Abschluss
Sonntag, 31.07.2025
Inzwischen ist die Schwedenfreizeit vorbei! Eine Woche ist bereits ins Land gezogen und ja, ich weiß, ich bin ein bisschen spät, aber trotzdem muss noch ein Abschluss an dieser Stelle kommen – besser spät als nie :-))

Am Ende gab es noch einige Überraschungen oder Nicht-Überraschungen! Fangen wir mit Letzterem an: Auch in diesem Jahr hatten wir am Ende den traditionellen Ahnenball, der immer das Ende der Reise markiert. Also nicht wirklich eine Überraschung! Wir versetzen uns etwa Zehntausend Jahre in die Vergangenheit und über die lange Zeit haben wir natürlich völlig vergessen, wer wir selbst waren. Daher bekommen alle eine kleine Beschreibung und verwandeln sich dann in die neue Person, also etwa in Mette Svedberg, die Prinzessin oder in Björk Nyberg die Windräder-Monteuerin. Mit dabei war auch Anton Svedberg, der professioneller Eintracht Braunschweig Fan ist oder die Theaterschauspielerin Pina Nyberg.

Dann wird das obligatorische Familienfoto gemacht und anschließend gibt es ein besonders festliches Essen, bei dem viel Gelegenheit für Smalltalk ist und alle herausfinden können wer mit wem wieso verwandt ist! Zum Abschluss und falls nicht alle ihre Familienverhältnisse zweifelsfrei klären konnten, gibt es am Ende die Auflösung mithilfe eines Stammbaums!

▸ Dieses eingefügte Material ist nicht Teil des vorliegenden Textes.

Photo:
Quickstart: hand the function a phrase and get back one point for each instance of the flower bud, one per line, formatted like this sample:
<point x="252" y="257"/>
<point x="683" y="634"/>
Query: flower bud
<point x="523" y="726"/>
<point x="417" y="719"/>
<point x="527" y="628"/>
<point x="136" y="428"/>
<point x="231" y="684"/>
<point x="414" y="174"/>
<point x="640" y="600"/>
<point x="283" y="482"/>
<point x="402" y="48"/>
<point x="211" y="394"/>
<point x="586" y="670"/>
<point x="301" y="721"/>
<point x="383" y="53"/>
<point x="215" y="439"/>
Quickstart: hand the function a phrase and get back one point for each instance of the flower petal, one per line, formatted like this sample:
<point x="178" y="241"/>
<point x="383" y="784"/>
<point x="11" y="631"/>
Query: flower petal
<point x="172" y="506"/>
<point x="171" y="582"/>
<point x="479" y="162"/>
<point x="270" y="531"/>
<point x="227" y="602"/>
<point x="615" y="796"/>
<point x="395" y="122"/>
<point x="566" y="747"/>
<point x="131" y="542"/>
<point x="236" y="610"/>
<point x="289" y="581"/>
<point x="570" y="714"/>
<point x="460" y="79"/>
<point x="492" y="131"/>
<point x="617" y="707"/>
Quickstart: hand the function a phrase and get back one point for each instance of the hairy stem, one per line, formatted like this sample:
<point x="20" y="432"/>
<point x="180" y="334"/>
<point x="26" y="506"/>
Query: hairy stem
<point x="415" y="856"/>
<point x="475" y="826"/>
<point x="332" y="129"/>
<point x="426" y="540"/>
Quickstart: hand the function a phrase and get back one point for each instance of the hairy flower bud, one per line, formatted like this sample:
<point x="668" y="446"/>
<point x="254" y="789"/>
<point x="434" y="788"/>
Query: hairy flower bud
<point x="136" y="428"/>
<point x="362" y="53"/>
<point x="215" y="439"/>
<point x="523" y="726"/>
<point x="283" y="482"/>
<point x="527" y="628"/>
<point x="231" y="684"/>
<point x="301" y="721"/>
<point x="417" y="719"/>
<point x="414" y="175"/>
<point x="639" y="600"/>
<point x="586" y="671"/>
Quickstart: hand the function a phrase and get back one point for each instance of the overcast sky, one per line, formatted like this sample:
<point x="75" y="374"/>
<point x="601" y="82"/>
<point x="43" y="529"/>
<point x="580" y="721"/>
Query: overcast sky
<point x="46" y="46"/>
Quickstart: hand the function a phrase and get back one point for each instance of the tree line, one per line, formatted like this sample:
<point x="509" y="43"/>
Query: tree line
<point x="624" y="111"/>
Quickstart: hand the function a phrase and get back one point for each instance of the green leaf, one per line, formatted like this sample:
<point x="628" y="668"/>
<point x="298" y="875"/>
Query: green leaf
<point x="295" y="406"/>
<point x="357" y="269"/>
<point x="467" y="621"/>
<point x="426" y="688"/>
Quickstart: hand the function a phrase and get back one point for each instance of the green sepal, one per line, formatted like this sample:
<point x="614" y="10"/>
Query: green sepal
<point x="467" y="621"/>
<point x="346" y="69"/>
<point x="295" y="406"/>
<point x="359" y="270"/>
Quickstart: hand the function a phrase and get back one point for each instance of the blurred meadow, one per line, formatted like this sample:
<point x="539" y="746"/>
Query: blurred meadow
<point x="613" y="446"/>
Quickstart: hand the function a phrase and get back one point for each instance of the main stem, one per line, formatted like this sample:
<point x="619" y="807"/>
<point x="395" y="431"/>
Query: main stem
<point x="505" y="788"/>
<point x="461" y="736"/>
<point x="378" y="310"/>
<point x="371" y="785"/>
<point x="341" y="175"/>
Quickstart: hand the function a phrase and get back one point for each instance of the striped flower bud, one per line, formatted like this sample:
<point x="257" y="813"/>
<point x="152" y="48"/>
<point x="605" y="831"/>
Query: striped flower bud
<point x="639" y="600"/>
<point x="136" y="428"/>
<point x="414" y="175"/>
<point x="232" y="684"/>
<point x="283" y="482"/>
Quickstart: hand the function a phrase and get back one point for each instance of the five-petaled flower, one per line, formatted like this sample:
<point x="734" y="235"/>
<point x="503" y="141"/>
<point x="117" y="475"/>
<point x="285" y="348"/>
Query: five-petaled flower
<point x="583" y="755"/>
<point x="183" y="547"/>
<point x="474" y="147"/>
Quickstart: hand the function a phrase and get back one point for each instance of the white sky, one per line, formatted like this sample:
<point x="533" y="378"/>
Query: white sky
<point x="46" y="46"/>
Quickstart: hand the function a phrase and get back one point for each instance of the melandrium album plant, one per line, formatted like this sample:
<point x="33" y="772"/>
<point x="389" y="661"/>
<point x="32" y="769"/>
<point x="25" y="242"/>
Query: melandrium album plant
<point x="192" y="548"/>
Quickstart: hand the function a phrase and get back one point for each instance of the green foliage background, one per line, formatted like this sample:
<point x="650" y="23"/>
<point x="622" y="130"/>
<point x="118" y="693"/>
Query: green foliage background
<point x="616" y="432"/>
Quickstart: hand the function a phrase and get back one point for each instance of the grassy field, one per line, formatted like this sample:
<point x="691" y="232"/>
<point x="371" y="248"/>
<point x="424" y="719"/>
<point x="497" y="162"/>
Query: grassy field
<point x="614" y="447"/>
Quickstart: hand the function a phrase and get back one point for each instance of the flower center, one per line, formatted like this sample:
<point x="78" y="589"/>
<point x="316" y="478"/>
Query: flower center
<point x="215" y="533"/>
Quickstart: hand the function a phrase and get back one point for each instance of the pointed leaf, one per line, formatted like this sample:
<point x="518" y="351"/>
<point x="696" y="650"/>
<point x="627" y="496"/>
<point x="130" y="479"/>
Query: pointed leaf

Eine „nette“ Überraschung erlebten wir am letzten Tag mit den Toiletten. Dazu muss man wissen, dass es in Munkaskog ein besonderes Vakuumsystem gibt. Ein Kompressor erzeugt Unterdruck und dann werden die Toiletten leer gesaugt. Das funktionierte leider nicht immer so ganz verlässlich, manchmal hieß es auf den Kompressor warten. Am Ende also versagte das System komplett! die ganze Gruppe ohne Klos :-((
Die Hausbesitzer kamen und versuchten es zu reparieren, aber leider gelang das nicht. Der Verdacht drängte sich auf, dass wohl jemand etwas über die Toilette entsorgen wollte, was da nicht hineingehört und daher für die Verstopfung sorgte… Tja, keine Ahnung… in den zwei Wochen hat es ja funktioniert.

Also trat „Plan B“ in Kraft! An einem der Nebengebäude gab es noch zwei Toiletten, die nach dem herkömmlichen „WC-System“ arbeiteten und alternativ genutzt werden konnten. Das ging zwar, war aber mit weiteren Wegen verbunden. Gut, dass wir am nächsten Tag nach Hause fuhren – für die neu ankommende Gruppe war das sicher viel unangenehmer…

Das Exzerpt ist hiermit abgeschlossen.